Intervention de Jean-Michel Clément

Réunion du mercredi 14 octobre 2020 à 9h30
Commission des affaires étrangères

Photo issue du site de l'Assemblée nationale ou de WikipediaJean-Michel Clément :

Je souhaite moi aussi féliciter notre rapporteur pour l'excellent travail qu'il conduit sur la problématique de l'eau à l'échelle mondiale. Tous ceux qui ont fait de la coopération décentralisée connaissent l'importance de ce vecteur de développement, notamment dans les pays africains.

Conduire une politique environnementale ambitieuse et exemplaire en France pour porter ce message à l'international : tel est le vœu que vous formulez, monsieur le rapporteur pour avis, dans l'introduction de votre rapport. Vous estimez que le projet de loi de finances dont nous débattons lui en donne les moyens. Je dois vous dire d'emblée que je ne partage pas votre enthousiasme, tant les changements de modèles que nous devons opérer dans de nombreux domaines sont importants.

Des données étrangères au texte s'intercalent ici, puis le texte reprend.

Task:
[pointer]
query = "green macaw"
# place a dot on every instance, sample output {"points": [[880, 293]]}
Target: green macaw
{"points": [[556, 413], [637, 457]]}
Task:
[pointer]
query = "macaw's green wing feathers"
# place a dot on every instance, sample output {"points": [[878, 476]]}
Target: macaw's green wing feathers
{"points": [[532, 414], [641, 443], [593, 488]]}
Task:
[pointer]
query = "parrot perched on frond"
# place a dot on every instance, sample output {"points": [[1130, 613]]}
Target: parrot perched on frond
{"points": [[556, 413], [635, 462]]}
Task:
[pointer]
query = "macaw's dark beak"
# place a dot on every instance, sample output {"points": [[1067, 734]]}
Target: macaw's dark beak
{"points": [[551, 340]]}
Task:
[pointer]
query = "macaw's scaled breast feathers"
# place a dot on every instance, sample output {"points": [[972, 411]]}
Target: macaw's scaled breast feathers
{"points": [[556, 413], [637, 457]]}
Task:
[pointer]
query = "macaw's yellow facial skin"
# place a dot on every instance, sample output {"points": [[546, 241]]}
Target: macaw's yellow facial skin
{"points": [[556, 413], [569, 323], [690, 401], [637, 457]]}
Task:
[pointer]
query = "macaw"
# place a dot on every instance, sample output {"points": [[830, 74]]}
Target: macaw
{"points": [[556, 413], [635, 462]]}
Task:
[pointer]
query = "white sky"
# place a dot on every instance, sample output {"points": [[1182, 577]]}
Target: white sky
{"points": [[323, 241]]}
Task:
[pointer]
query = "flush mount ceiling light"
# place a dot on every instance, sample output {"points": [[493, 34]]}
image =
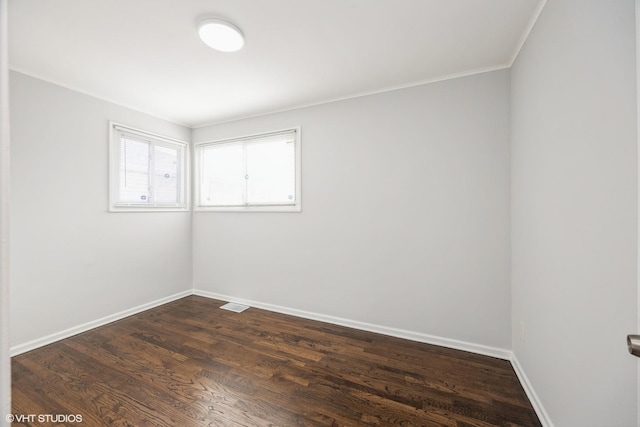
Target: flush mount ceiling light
{"points": [[221, 35]]}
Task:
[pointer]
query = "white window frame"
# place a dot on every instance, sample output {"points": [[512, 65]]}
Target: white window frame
{"points": [[115, 129], [197, 179]]}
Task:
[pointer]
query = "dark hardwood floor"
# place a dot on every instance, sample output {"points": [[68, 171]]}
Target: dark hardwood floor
{"points": [[189, 363]]}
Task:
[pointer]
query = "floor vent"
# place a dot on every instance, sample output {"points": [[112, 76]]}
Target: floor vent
{"points": [[236, 308]]}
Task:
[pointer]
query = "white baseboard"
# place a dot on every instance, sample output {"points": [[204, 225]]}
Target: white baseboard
{"points": [[49, 339], [355, 324], [385, 330], [531, 394]]}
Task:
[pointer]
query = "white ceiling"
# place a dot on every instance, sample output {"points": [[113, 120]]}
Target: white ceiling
{"points": [[146, 54]]}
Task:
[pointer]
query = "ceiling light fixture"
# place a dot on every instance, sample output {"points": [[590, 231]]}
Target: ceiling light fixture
{"points": [[221, 35]]}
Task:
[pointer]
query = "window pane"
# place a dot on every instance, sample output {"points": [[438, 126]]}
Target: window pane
{"points": [[272, 173], [223, 176], [165, 175], [134, 171]]}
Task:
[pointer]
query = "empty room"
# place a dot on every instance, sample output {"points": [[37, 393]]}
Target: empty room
{"points": [[319, 213]]}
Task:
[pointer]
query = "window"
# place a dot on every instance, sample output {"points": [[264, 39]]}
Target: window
{"points": [[252, 174], [148, 172]]}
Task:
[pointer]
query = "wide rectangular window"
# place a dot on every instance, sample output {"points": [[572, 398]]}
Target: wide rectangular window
{"points": [[256, 173], [148, 172]]}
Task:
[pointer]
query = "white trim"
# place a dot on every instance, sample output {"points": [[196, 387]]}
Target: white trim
{"points": [[360, 94], [364, 326], [531, 394], [116, 129], [49, 339], [197, 166], [526, 32]]}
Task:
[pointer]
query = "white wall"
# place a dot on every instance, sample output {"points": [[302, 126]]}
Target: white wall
{"points": [[72, 262], [405, 220], [574, 211], [5, 363]]}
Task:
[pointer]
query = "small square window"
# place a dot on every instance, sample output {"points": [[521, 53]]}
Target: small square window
{"points": [[253, 174], [148, 172]]}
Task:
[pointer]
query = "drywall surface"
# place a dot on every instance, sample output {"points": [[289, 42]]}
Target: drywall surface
{"points": [[574, 211], [5, 363], [405, 214], [72, 261]]}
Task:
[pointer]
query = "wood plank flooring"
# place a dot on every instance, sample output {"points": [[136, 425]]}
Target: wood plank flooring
{"points": [[188, 363]]}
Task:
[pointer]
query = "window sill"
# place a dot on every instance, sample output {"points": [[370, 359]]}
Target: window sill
{"points": [[249, 209]]}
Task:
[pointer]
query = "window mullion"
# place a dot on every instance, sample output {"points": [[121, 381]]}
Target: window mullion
{"points": [[151, 173]]}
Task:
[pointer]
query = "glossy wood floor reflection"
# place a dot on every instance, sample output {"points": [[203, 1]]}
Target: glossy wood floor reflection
{"points": [[189, 363]]}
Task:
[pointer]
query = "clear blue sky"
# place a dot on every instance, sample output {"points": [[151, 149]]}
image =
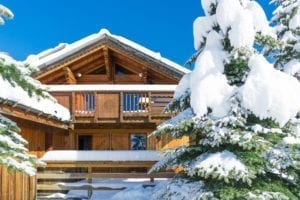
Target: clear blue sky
{"points": [[160, 25]]}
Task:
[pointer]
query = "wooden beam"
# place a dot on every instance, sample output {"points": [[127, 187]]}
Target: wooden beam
{"points": [[144, 75], [108, 63], [68, 62], [69, 76], [30, 116]]}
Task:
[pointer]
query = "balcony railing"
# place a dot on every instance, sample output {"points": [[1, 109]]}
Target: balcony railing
{"points": [[115, 102]]}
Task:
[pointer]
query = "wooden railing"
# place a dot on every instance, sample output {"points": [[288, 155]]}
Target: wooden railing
{"points": [[63, 174], [116, 105]]}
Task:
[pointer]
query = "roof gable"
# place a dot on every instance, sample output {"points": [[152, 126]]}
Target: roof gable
{"points": [[106, 54]]}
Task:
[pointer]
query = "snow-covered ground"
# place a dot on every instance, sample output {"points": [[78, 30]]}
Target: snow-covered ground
{"points": [[134, 189]]}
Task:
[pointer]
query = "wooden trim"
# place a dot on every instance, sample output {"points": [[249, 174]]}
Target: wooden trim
{"points": [[105, 164], [57, 176], [35, 117], [68, 62], [69, 76], [108, 63]]}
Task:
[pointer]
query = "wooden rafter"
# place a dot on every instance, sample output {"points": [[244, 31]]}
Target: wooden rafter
{"points": [[27, 114], [69, 76], [68, 62], [144, 75], [108, 63]]}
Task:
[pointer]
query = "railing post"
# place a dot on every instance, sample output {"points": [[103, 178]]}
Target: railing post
{"points": [[121, 106], [89, 175], [149, 106], [96, 110], [73, 102]]}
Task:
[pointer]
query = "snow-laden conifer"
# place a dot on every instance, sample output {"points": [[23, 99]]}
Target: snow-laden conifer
{"points": [[238, 110], [13, 152], [286, 19]]}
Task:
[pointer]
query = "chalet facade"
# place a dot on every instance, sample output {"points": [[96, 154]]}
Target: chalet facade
{"points": [[115, 90]]}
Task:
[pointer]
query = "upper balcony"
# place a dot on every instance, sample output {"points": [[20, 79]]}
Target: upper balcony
{"points": [[115, 103]]}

Tout d'abord, dans le domaine des transports, ce ne sont pas les mobilités douces ou durables – peu importe l'appellation – qui nous feront progresser rapidement dans la réduction des gaz à effet de serre, mais bien la réduction des véhicules thermiques au profit des hybrides et des électriques, sans pour autant pénaliser ceux qui n'auront pas les moyens de les acquérir ou de les utiliser. Sans moyens appropriés, les fractures sociale et territoriale risquent encore de se creuser ; je ne sais pas comment le projet de budget pour l'écologie va répondre à cela.

Dans le domaine de l'agriculture et de l'alimentation, nous n'arrivons toujours pas à nous défaire des modèles agricoles qui ont structuré l'agriculture jusqu'à maintenant et auxquels s'accroche encore la pensée agricole dominante. Le retour des néonicotinoïdes et le maintien du glyphosate, toujours autorisé, ne participent pas à l'exemplarité souhaitée.

S'agissant de la problématique de l'eau, en quoi sommes-nous exemplaires ? Selon la loi, l'eau appartient au patrimoine commun de la nation ; pourtant, ce bien commun est encore trop souvent privatisé par des groupes financiers concessionnaires de collectivités locales, lesquelles ont parfois beaucoup de difficultés à se défaire de ces concessions de longue durée.

L'eau est également privatisée par des usagers au nom d'une prétendue participation positive à la balance commerciale. Je suis originaire d'une région rurale et agricole et, chez nous, le maïs est en train d'envahir les plaines parce qu'il y a un port à La Rochelle pour exporter le maïs. Un kilo de maïs contient 48 % d'eau : cela veut dire qu'on exporte 48 % d'eau lorsque l'on exporte un kilo de maïs. Quelle est cette hérésie ? À l'échelle mondiale, 79 % de l'eau est utilisée pour l'agriculture. Nous pourrions peut-être commencer par réduire notre participation dans cette production.

Par ailleurs, certains affirment que, pour lutter contre la sécheresse, il faudrait stocker l'eau qui tombe en hiver pour l'utiliser en été. Or cette eau est souvent complétée par des prélèvements en subsurface, une eau de qualité, davantage destinée à la consommation qu'à un usage agricole. Le débat sur les bassines, qui agite le Poitou-Charentes chaque week-end, mériterait autre chose que cette vision de l'économie agricole.

À l'échelle mondiale, l'accès à l'eau deviendra, à n'en pas douter, un enjeu géopolitique majeur. Si la France se veut être un modèle, il lui reste beaucoup à faire. Les opérations de coopération décentralisée, certes très utiles, sont malheureusement insuffisantes compte tenu des moyens dévolus aux collectivités locales. La transition écologique devrait être une feuille de route obligatoire. Une mission « Écologie, développement et mobilité durables » dans le budget ne suffit pas : cette dimension devrait être prise en compte de manière transversale dans chaque budget. Alors seulement nous pourrions faire figure de modèle pour les autres pays.